A Shadow in Yucatán by Philippa Rees
Trafford Publishing 116pp £9.00
Philippa Rees is as an immediately distinctive and striking poet who writes with unfashionably – often brilliant – painterly verbal play and colour, oozing with a sensuous love of language. Rees’s almost tangible style dazzles with imagistic chiaroscuro; stark contrasts of light and shade, subtext and texture:
…The shafted pencil-light writes clearly on their
crowns; the ankles trace the shadows, but the bare
Now the sun is cracked for breakfast in the middle
of the street; spatters the sidewalk, and the back of
the newsboy’s knees…
Only sleep soiled quarters grey and dim, door
hatches plastic sealed…
the air-propeller din sucked greedily through
straw of mesh and spat across the street.

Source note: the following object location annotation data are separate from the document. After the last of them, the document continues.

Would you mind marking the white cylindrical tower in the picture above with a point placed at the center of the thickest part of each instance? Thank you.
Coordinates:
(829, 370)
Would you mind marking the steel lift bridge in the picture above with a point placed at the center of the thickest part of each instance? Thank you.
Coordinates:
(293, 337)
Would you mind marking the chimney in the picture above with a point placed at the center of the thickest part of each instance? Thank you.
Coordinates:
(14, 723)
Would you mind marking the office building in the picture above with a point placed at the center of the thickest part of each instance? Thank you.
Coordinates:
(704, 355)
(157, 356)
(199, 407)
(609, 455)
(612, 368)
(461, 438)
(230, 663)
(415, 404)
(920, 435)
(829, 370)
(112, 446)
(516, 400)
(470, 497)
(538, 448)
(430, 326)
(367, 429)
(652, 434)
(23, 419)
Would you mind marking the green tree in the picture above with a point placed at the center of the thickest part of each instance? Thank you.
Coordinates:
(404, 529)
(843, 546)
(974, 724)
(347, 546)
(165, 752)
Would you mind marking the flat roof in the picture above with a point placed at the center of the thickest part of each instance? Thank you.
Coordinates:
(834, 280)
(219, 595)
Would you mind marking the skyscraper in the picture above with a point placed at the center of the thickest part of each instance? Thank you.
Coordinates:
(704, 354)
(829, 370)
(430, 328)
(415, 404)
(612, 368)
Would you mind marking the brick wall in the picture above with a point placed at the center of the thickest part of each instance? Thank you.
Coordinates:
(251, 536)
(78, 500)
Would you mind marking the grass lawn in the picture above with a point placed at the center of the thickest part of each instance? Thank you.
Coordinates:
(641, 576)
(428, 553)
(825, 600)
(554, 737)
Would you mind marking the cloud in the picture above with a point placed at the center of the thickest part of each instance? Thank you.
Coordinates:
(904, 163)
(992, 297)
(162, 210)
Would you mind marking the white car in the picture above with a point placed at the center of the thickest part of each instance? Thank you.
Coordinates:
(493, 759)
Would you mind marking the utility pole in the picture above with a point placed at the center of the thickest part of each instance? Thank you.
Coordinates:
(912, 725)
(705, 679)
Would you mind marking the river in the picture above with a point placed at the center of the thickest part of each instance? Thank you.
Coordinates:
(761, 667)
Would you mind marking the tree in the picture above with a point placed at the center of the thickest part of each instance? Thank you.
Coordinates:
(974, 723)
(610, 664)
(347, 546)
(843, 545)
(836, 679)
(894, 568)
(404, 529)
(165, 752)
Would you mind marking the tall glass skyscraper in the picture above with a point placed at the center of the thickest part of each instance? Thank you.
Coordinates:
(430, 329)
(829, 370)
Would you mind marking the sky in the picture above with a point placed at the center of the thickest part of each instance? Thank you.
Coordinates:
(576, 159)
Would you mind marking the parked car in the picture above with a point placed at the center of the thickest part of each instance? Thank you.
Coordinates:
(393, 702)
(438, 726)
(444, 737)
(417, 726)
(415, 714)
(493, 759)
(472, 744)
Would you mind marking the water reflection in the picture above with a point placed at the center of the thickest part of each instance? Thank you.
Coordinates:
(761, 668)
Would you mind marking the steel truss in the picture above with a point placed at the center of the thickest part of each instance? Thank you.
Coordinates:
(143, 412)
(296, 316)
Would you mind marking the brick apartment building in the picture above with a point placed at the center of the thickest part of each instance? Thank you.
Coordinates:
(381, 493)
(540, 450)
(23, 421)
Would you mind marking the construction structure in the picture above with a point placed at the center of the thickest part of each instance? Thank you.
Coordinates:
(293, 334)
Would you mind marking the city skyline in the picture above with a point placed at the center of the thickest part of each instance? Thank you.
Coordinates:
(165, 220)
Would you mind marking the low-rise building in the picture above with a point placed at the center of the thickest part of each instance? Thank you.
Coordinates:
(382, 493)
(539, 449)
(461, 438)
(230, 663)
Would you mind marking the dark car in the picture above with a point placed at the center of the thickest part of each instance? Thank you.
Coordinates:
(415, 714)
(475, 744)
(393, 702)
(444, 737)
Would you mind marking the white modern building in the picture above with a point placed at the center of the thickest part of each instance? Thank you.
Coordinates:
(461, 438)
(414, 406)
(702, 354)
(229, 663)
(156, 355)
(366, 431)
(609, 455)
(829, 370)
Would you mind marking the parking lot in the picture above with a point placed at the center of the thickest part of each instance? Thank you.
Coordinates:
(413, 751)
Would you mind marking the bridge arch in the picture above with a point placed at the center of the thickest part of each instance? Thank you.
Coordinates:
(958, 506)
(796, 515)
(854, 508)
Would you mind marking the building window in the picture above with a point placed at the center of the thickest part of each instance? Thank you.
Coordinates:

Breathtaking. This ripeness of verbiage and intrinsic musicality inevitably bring comparisons with Dylan Thomas (particularly the densely descriptive, rumble-tumble list- passages of Under Milk Wood): ‘The clock-still, washer-numb, rag-bound Sabbath sulks’, and:
Despite the rigours of perpetual war with heat,
the car seat covers, and the sweat that lies in
ambush for the moment in unplanned transit
between the ‘Charity Luncheon’ and the ‘Lonely
I can’t help hearing Richard Burton’s silvery intoning of ‘the webfoot cocklewomen and the tidy wives’. But this is not to detract from Rees’s individuality, which, throughout this book of poetic narrative interspersed with colourful dialogue, is palpable and often beguiling. She is prone to the lingering aphorism that is imaginatively her own – ‘The cradle of compassion lies in an open palm’; ‘Nights are cloth soup silence’; ‘…alone in triptych of frescoed guilt…’ – and the unforgettable image – sometimes oblique, but still workably so:
Lethargy, that toothless crone, skims perpetual
indifference from the cream of richer care.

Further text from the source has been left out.